In conclusion, the finding of a positive association between TSH and insulin resistance is intriguing, though a casual relationship is difficult to assess. In the present study, TSH levels appear to be associated with impaired glucose metabolism in a sample of overweight and obese adolescents. Prospective longitudinal studies should be conducted to protect future adults by way of finding the mechanism of the relationship between thyroid hormones and obesity-associated cardiovascular complications, and to understand whether a need for intervention exists in subjects with high TSH levels.
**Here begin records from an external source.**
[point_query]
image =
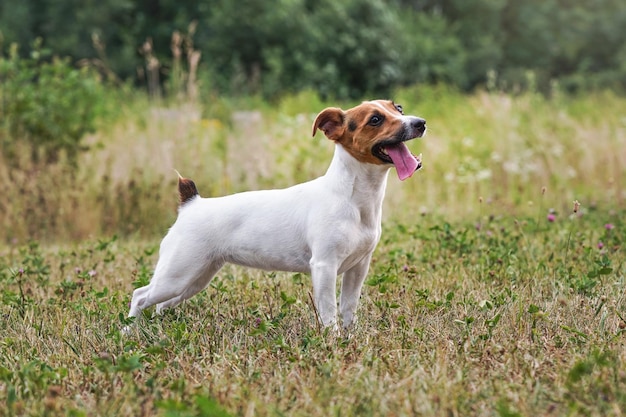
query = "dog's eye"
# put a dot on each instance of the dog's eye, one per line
(375, 120)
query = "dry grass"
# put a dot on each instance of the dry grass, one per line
(477, 303)
(500, 149)
(511, 319)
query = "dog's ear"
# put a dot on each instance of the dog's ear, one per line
(330, 121)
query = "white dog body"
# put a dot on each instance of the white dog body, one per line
(325, 227)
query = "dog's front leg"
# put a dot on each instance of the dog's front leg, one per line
(324, 277)
(351, 291)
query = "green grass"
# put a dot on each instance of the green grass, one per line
(487, 294)
(514, 317)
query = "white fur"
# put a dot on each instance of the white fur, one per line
(325, 227)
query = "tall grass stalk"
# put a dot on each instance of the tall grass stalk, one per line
(487, 145)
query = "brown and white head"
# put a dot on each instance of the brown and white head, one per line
(374, 132)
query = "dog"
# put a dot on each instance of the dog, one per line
(326, 227)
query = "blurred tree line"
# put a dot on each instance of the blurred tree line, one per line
(341, 49)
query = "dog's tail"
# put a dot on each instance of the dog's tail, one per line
(186, 189)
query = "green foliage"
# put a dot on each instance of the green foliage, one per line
(345, 49)
(48, 103)
(439, 327)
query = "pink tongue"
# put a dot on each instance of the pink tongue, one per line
(405, 162)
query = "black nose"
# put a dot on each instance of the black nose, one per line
(418, 123)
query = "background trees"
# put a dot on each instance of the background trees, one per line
(347, 48)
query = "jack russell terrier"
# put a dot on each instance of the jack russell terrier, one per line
(325, 227)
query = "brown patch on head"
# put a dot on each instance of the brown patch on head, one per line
(360, 128)
(331, 122)
(186, 189)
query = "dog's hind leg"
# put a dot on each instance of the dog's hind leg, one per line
(198, 285)
(170, 285)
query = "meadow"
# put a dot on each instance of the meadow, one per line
(498, 287)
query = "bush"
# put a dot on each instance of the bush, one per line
(47, 103)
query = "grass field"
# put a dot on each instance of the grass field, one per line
(488, 294)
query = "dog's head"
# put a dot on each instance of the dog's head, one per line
(374, 132)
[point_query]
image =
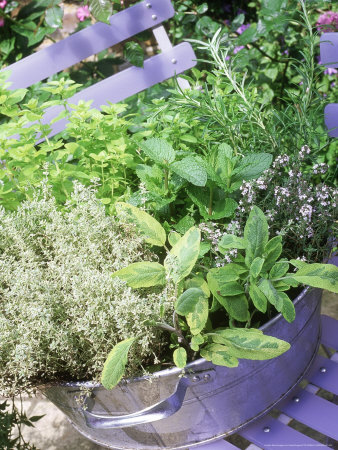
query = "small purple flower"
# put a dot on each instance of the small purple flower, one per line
(83, 13)
(242, 28)
(330, 71)
(238, 49)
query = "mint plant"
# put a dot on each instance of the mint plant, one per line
(210, 180)
(256, 281)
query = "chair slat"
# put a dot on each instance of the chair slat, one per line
(129, 82)
(331, 118)
(218, 445)
(324, 374)
(329, 332)
(312, 411)
(329, 49)
(93, 39)
(269, 433)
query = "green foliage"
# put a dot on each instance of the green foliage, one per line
(12, 419)
(115, 365)
(148, 227)
(58, 295)
(142, 274)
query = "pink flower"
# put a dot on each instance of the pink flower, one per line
(330, 71)
(83, 13)
(242, 28)
(328, 21)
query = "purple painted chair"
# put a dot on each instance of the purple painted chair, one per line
(145, 15)
(317, 416)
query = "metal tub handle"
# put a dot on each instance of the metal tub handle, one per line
(159, 411)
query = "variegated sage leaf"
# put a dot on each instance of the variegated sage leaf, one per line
(142, 274)
(250, 343)
(182, 257)
(180, 357)
(271, 294)
(323, 276)
(199, 316)
(219, 355)
(272, 252)
(229, 241)
(186, 303)
(279, 270)
(258, 298)
(149, 228)
(231, 288)
(114, 367)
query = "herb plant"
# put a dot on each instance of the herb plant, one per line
(255, 282)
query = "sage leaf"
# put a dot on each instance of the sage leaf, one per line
(149, 228)
(114, 367)
(256, 234)
(101, 10)
(219, 355)
(198, 318)
(191, 170)
(196, 341)
(183, 256)
(53, 17)
(173, 238)
(258, 298)
(279, 269)
(252, 166)
(256, 266)
(323, 276)
(229, 241)
(247, 343)
(237, 305)
(159, 150)
(180, 357)
(272, 252)
(288, 308)
(231, 288)
(298, 263)
(271, 294)
(198, 282)
(142, 274)
(186, 302)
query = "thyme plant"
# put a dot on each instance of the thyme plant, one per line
(60, 307)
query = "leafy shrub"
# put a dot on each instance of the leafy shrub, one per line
(60, 307)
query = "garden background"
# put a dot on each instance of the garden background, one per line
(264, 50)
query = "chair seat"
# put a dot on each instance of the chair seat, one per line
(312, 412)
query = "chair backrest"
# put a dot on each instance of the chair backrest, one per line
(145, 15)
(329, 57)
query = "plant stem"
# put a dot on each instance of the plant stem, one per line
(211, 195)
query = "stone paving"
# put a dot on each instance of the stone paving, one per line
(54, 432)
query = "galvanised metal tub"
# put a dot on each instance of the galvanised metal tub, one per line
(171, 411)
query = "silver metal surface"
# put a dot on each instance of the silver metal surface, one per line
(211, 407)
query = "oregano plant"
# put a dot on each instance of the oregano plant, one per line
(256, 281)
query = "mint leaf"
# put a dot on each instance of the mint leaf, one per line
(191, 170)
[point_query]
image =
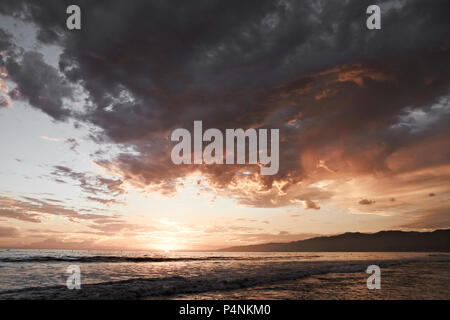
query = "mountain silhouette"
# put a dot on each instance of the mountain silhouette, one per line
(383, 241)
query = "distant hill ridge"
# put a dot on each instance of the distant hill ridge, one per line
(383, 241)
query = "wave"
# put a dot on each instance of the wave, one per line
(141, 288)
(122, 259)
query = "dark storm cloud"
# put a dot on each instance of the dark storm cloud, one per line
(40, 83)
(336, 90)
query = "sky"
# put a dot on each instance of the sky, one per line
(86, 117)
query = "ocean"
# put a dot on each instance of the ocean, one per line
(42, 274)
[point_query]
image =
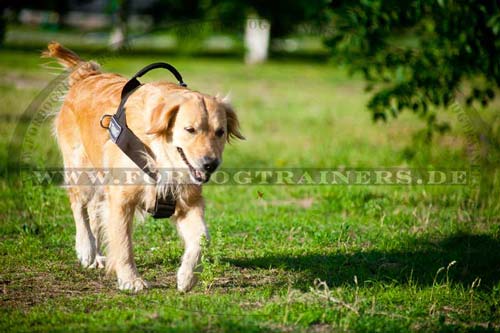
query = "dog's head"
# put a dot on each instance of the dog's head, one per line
(198, 127)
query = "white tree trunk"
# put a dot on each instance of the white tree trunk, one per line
(257, 34)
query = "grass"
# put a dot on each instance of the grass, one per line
(353, 258)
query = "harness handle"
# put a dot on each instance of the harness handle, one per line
(133, 83)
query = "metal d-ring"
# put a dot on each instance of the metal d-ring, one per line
(102, 119)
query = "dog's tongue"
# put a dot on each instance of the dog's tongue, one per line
(198, 174)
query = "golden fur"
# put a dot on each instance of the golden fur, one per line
(162, 115)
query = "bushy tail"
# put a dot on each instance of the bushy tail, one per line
(80, 69)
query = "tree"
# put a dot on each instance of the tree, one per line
(417, 53)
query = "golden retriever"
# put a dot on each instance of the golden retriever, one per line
(183, 128)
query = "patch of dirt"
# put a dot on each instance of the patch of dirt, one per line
(305, 203)
(26, 288)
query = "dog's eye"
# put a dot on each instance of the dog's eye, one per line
(190, 129)
(219, 132)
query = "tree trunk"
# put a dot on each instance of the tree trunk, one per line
(118, 37)
(257, 34)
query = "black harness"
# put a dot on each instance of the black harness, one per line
(132, 146)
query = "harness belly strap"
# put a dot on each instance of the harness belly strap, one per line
(132, 146)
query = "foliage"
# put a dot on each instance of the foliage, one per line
(416, 53)
(356, 258)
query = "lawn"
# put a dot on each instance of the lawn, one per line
(282, 258)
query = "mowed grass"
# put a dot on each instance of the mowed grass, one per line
(282, 258)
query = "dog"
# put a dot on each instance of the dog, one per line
(184, 129)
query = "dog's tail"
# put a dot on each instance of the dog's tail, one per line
(80, 69)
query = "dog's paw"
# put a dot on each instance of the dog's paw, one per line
(186, 279)
(86, 253)
(134, 285)
(99, 262)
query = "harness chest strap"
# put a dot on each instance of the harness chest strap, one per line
(132, 146)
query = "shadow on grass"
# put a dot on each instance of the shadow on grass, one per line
(475, 256)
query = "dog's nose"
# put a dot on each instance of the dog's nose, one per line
(210, 163)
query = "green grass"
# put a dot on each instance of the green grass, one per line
(356, 258)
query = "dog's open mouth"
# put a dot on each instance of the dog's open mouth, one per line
(196, 174)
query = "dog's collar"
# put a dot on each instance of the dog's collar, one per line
(131, 145)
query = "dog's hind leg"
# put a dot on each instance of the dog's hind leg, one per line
(85, 242)
(95, 213)
(120, 254)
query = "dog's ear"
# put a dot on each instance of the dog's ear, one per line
(163, 117)
(233, 124)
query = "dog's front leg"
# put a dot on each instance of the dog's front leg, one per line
(192, 228)
(120, 249)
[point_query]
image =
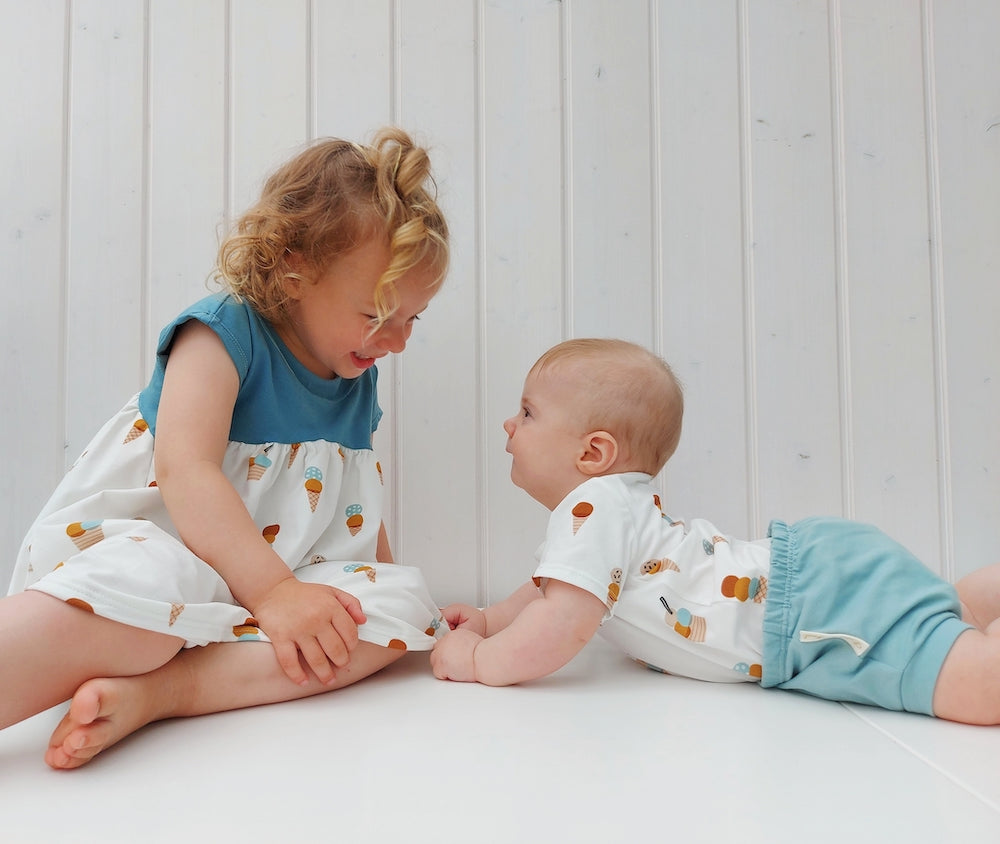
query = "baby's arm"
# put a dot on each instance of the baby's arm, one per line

This retrospective study was approved by the Cerrahpaa Medical Faculty Deanship Clinical Research Ethics Committee, Date: 20.06.2016, number: 29430533-604.01.01-225233. and strictly followed the institution's ethical guidelines.
Declaration of Interest
The authors declare that they have no conflict of interest.
Informed consent was not obtained because the study was conducted retrospectively.
No sources of financial assistance were available.